Na decisão, foi justificado que em recentes decisões (RE-AgR 501773; RE-AgR 255090 e RE- AgR 550170) o Egrégio Supremo Tribunal Federal consagrou entendimento de que não incidirá IPI quando se tratar de importação de veículo automotor por pessoa física e destinado ao uso próprio, diante do princípio constitucional da não- cumulatividade.

Ainda foi destacado que o imposto em questão tem seus contornos fixados pelo art 46 e seguintes do CTN, in verbis:Art. 46 – O imposto, de competência da União, sobre produtos industrializados tem como fato gerador:I – o seu desembaraço aduaneiro, quando de procedência estrangeira;II – a sua saída dos estabelecimentos a que se refere o parágrafo único do artigo 51;Por seu turno, o art. 51 define a figura do contribuinte: Art. 51 – O contribuinte do imposto é:I – o importador ou a quem a lei a ele equiparar (em relação ao fato gerador decorrente do desembaraço aduaneiro de produto, de procedência estrangeira);II – o industrial ou quem a lei a ele equiparar;…Parágrafo único. Para os efeitos deste imposto, considera-se contribuinte autônomo qualquer estabelecimento de importador, industrial, comerciante ou arrematante.Não obstante a exação vir disciplinada no CTN, não se pode olvidar da necessidade de conformação com as normas e princípios constitucionais.

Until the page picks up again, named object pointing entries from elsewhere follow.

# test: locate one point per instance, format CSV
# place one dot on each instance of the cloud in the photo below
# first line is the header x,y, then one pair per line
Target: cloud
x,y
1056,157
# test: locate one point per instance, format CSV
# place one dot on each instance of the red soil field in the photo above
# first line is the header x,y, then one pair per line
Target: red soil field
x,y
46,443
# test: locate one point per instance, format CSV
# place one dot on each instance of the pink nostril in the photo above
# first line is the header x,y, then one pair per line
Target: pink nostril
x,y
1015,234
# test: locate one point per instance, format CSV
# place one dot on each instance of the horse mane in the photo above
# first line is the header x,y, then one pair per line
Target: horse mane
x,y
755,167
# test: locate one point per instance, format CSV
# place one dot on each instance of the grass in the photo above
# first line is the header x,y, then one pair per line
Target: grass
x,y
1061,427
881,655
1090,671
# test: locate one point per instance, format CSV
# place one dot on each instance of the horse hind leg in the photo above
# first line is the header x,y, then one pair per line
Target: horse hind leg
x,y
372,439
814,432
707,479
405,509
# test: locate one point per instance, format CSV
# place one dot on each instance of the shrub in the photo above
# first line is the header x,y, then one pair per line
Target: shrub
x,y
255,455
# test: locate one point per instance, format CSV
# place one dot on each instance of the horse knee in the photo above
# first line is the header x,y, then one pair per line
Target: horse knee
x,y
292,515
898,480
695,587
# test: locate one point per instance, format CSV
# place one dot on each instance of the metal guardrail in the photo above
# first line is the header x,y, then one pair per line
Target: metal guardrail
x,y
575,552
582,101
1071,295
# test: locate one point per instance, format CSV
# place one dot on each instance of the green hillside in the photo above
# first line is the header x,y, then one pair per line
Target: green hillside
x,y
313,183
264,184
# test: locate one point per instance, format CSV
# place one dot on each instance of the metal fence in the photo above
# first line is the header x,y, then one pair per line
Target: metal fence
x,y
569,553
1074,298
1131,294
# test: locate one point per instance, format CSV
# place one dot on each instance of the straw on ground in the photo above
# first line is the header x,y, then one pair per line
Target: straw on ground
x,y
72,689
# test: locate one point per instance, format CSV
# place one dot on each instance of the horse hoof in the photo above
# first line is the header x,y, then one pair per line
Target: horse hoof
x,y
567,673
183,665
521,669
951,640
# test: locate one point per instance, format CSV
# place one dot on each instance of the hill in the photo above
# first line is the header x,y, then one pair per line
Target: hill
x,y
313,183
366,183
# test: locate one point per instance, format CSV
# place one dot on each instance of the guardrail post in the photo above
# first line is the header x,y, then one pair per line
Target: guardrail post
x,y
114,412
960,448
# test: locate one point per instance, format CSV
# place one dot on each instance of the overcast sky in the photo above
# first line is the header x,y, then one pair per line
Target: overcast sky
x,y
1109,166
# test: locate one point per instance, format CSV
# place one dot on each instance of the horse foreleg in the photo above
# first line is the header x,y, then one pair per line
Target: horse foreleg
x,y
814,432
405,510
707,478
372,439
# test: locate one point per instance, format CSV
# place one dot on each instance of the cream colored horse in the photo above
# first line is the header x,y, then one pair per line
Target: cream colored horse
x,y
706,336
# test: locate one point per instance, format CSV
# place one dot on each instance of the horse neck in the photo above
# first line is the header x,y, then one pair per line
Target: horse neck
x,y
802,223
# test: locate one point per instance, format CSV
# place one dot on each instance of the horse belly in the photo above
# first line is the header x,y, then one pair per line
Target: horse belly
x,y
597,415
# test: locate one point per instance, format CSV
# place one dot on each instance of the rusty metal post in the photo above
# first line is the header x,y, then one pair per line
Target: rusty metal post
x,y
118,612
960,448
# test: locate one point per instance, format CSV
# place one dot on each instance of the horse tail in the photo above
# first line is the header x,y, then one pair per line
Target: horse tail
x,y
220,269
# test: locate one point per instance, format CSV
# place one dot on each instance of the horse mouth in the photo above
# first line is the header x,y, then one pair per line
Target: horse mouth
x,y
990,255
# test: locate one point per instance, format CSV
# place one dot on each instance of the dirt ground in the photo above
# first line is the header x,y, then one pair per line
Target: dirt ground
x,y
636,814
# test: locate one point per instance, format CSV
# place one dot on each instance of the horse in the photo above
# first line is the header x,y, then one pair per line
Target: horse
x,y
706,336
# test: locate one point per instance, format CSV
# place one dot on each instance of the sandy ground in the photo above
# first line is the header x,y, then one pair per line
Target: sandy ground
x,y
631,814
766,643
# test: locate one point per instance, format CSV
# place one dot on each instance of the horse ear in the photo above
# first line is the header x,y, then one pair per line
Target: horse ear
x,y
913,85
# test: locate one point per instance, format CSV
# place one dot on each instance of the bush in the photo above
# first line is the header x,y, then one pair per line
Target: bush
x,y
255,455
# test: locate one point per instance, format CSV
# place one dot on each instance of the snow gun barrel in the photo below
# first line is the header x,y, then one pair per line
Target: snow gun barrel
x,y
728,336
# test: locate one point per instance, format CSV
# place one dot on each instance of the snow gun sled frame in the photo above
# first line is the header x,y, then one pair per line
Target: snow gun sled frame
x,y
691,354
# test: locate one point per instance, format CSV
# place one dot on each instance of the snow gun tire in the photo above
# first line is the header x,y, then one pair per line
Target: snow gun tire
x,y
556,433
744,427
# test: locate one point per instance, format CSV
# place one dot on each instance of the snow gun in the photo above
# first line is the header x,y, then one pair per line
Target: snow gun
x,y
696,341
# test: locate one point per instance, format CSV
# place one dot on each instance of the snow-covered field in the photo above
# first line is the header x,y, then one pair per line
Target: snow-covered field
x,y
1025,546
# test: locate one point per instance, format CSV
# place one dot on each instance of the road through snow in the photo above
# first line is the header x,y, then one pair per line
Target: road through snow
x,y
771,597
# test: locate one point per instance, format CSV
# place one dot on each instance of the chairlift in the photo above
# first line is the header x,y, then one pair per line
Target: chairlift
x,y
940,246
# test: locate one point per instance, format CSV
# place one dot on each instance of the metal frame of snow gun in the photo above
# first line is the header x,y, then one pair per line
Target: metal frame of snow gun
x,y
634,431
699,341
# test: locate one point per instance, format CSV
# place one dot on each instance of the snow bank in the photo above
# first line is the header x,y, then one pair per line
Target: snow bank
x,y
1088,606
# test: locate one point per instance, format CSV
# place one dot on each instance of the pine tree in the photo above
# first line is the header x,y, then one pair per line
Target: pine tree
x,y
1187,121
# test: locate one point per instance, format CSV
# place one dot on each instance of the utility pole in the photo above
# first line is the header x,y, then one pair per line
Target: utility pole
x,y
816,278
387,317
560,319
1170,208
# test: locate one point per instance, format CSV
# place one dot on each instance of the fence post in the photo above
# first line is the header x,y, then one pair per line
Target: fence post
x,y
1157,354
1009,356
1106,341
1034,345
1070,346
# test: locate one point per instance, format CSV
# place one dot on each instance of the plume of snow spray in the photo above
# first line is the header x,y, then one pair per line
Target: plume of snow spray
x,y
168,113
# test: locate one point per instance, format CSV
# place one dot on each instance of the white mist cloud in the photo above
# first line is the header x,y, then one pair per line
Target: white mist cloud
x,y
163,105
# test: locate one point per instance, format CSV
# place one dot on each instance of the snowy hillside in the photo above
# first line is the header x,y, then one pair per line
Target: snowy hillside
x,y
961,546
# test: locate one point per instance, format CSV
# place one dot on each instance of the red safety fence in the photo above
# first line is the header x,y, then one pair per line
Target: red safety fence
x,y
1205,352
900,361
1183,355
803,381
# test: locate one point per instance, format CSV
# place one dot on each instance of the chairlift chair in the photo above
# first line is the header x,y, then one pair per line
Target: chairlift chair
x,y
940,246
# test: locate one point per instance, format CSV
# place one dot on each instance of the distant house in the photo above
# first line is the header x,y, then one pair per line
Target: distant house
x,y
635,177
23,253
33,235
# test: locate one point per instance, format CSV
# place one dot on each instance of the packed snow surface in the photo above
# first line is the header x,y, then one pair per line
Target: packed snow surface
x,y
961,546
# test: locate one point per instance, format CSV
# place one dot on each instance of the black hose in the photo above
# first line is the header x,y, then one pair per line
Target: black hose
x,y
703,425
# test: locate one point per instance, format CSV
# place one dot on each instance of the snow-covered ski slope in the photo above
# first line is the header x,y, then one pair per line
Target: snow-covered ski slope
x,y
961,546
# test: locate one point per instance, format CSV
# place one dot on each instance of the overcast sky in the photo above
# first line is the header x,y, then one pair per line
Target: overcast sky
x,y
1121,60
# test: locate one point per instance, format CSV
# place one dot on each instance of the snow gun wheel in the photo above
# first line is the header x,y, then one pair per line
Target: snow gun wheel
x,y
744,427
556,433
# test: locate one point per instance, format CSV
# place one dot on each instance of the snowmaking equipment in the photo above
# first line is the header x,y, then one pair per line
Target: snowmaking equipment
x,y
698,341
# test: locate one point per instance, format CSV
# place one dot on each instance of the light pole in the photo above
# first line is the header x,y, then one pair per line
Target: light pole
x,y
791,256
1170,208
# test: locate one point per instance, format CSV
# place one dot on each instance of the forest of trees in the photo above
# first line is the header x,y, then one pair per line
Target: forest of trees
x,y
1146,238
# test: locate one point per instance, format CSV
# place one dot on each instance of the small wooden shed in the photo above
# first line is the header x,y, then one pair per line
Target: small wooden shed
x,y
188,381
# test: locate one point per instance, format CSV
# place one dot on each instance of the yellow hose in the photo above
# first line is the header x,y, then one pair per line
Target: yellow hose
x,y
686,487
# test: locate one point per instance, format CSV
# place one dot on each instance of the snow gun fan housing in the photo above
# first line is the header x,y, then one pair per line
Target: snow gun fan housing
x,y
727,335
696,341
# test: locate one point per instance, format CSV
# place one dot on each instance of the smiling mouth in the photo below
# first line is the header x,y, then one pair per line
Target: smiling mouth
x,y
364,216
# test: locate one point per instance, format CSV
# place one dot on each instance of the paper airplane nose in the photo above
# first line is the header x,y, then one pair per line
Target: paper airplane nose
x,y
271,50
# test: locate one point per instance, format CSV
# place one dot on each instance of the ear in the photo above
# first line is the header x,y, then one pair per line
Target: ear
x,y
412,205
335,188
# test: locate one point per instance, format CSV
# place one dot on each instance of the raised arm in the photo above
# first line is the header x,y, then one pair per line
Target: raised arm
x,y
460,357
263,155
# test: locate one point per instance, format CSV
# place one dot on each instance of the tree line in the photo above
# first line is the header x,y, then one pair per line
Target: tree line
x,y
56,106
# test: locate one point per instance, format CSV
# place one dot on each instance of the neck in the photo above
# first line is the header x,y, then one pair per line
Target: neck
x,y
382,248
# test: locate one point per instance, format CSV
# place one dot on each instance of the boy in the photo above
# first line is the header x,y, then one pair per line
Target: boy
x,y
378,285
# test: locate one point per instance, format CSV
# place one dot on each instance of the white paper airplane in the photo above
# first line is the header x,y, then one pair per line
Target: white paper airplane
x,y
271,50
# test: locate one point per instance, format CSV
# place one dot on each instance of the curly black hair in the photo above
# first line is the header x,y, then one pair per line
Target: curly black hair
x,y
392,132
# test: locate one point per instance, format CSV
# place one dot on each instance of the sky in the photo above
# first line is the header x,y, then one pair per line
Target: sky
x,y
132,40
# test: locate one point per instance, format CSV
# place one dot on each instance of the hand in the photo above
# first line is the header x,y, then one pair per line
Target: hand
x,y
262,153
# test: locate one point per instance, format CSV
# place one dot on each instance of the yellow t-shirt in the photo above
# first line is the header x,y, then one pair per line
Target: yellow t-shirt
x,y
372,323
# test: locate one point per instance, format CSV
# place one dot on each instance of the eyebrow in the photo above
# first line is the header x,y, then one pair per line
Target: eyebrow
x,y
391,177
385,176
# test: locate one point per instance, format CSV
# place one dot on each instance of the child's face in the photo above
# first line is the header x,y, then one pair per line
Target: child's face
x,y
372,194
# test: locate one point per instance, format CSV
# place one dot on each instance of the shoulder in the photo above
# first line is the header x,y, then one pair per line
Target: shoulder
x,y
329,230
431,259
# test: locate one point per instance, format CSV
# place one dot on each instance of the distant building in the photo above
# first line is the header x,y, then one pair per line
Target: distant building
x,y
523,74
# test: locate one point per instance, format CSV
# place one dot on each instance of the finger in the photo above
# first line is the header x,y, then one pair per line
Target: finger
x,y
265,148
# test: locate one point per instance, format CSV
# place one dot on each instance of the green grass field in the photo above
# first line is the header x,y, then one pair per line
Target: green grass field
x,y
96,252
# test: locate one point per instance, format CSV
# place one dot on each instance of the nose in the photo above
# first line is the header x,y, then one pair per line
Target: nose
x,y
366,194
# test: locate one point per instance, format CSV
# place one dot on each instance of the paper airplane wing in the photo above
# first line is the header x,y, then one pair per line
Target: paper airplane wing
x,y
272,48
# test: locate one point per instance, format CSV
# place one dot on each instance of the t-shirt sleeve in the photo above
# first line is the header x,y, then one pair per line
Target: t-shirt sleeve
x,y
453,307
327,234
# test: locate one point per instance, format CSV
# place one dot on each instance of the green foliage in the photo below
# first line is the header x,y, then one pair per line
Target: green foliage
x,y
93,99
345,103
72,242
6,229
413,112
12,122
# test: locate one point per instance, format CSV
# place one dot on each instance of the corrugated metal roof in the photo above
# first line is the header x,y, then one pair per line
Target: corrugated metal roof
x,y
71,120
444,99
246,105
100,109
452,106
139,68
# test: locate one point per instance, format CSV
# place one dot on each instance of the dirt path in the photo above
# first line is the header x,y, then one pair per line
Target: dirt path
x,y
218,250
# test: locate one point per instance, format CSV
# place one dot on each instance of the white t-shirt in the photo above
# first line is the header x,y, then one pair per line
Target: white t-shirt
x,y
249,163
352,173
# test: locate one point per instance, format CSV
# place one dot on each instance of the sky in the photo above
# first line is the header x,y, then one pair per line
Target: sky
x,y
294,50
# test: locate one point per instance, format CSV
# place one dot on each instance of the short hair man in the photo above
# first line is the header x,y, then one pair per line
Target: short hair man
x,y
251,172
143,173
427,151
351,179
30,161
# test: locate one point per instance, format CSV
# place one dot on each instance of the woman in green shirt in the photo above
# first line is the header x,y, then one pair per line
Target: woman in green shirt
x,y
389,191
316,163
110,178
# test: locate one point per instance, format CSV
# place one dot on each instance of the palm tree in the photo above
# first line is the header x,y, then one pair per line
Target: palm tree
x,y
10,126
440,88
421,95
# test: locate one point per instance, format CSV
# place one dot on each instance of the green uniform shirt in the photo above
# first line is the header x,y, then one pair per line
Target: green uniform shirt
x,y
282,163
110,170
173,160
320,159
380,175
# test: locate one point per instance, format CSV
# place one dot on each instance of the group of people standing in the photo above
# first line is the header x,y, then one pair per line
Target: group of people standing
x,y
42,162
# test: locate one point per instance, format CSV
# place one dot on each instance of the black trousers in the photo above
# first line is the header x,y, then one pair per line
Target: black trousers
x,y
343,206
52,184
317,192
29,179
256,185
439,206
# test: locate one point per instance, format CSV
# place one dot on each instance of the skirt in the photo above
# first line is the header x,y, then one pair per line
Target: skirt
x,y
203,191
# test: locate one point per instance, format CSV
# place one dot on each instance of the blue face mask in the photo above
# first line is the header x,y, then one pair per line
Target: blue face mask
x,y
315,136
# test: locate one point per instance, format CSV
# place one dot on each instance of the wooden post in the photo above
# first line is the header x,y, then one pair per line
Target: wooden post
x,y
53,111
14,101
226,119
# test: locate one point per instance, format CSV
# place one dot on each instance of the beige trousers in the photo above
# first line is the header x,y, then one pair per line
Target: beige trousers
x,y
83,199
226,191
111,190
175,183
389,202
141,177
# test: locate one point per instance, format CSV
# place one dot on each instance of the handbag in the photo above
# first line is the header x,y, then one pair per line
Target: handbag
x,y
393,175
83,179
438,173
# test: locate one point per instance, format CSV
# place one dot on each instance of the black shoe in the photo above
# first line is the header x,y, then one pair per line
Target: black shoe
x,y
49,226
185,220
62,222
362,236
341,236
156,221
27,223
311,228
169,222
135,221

Para o advogado que representa o importador AUGUSTO FAUVEL DE MORAES,  do escritório Fauvel e Moraes Sociedade de Advogados e Presidente da Comissão de Direito Aduaneiro da OAB/SP, o Supremo Tribunal Federal  firmou entendimento no sentido de que pessoa física que importa produto industrializado para uso próprio, não é contribuinte de IPI, pois é inerente ao princípio da não-cumulatividade, a possibilidade de compensação do valor recolhido nas operações anteriores, e em não sendo o produto utilizado em qualquer ciclo produtivo/mercantil, impossível o exercício da faculdade conferida pela Constituição Federal. 

Fauvel ainda destaca que , é evidente que, ao se exigir o pagamento do IPI referente à importação, para uso próprio,  a Receita Federal pratica ato lesivo ao direito líquido e certo do importador pessoa física.